Das galt besonders für den fehlerfreien Rechtsverteidiger Josip Stanisic, dessen Wege sich oft mit denen von Mbappé gekreuzt hatten. Ein „Weltklassespiel“ attestierte Nagelsmann Stanisic, „er war überragend“, sagte Salihamidzic. Der 22 Jahre alte Kroate Stanisic stand mit seiner uneitlen, teamorientierten und zuverlässigen Spielweise stellvertretend für das neue Gemeinschafts-Gefühl, das sich da gerade entwickelt. „Wir sind als Wir aufgetreten“, sagte Nagelsmann, das sei der Schlüssel gegen die Individualisten aus Paris gewesen. Bleibt dieser Geist erhalten, hat die große Zuversicht der Bayern vor der Auslosung des Viertelfinals am 17. März ihre Berechtigung.

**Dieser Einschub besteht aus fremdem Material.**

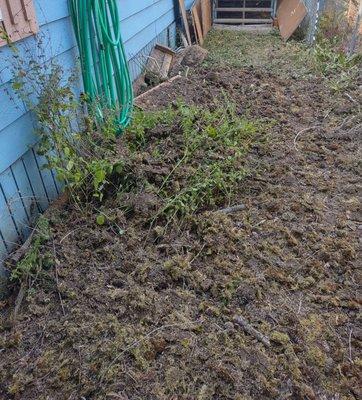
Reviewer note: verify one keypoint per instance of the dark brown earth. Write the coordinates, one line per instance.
(148, 313)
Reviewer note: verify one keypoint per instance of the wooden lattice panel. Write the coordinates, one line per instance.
(18, 20)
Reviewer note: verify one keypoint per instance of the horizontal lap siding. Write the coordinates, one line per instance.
(26, 189)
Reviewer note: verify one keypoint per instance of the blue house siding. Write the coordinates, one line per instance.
(25, 188)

Was möglich sei mit dieser Mannschaft, wurde Nagelsmann gefragt. „Das liegt immer sehr daran, wie wir auftreten“, antwortete er, „wenn wir maximale Gier und Emotionalität paaren mit der Qualität, die wir haben, dann können wir alles erreichen.“

Müller peilt das Finale an

Es war nicht nur beim Trainer zu spüren, wie bestärkend dieser Erfolg wirkt. Der Glaube, den Titel gewinnen zu können, wächst insgesamt. „Ich denke, dass wir alle Chancen haben“, sagte Präsident Herbert Hainer, „ich sehe keinen, der stärker ist.“ So weit wollte Routinier Thomas Müller noch nicht gehen, aber: „Wenn du gegen so eine Mannschaft in zwei Spielen kein Gegentor kassierst und von acht Champions-League-Spielen acht gewinnst, dann kann man zumindest mal heute zufrieden ins Bett gehen.“ Ob der FC Bayern nun der Topfavorit sei, müsse jeder für sich selbst entscheiden. Logisch sei, „dass wir uns grundsätzlich zu den Aspiranten zählen und das Finale ganz klar anpeilen“.

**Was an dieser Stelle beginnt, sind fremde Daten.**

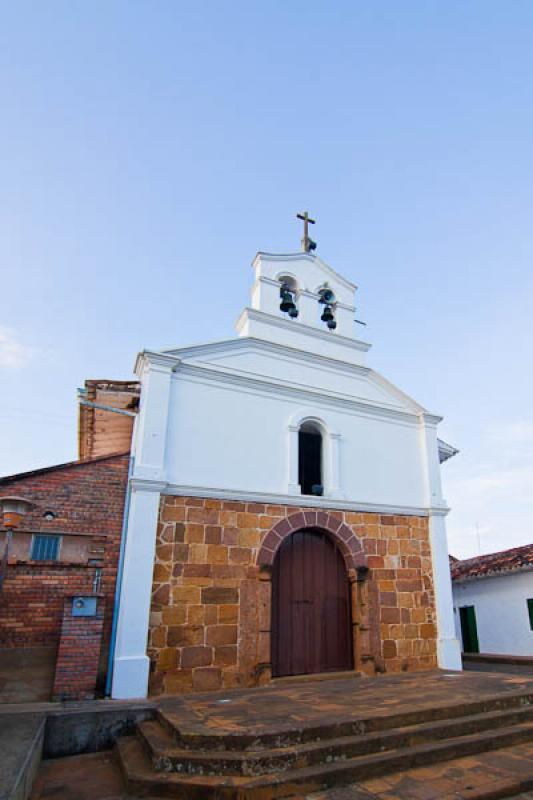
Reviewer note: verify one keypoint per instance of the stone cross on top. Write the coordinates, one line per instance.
(307, 243)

Die Münchner wissen allerdings auch, dass der Abend einen anderen Verlauf hätte nehmen können. Torwart Yann Sommer hatte sich kurz vor der Pause beim Stande von 0:0 zu einem Dribbling im eigenen Strafraum hinreißen gelassen. Er verlor den Ball und konnte von Glück sagen, dass Innenverteidiger Matthijs de Ligt mit einer eingesprungenen Grätsche kurz vor der Linie noch rettete, nachdem Vitinha aufs leere Tor geschossen hatte. Einen „Lastwagen Schweizer Schokolade“ stellte Sommer als Dank für de Ligt in Aussicht. Das war zwar nicht ganz ernst gemeint, sorgte aber auch für gute Laune und gelöst lachende Gesichter beim FC Bayern.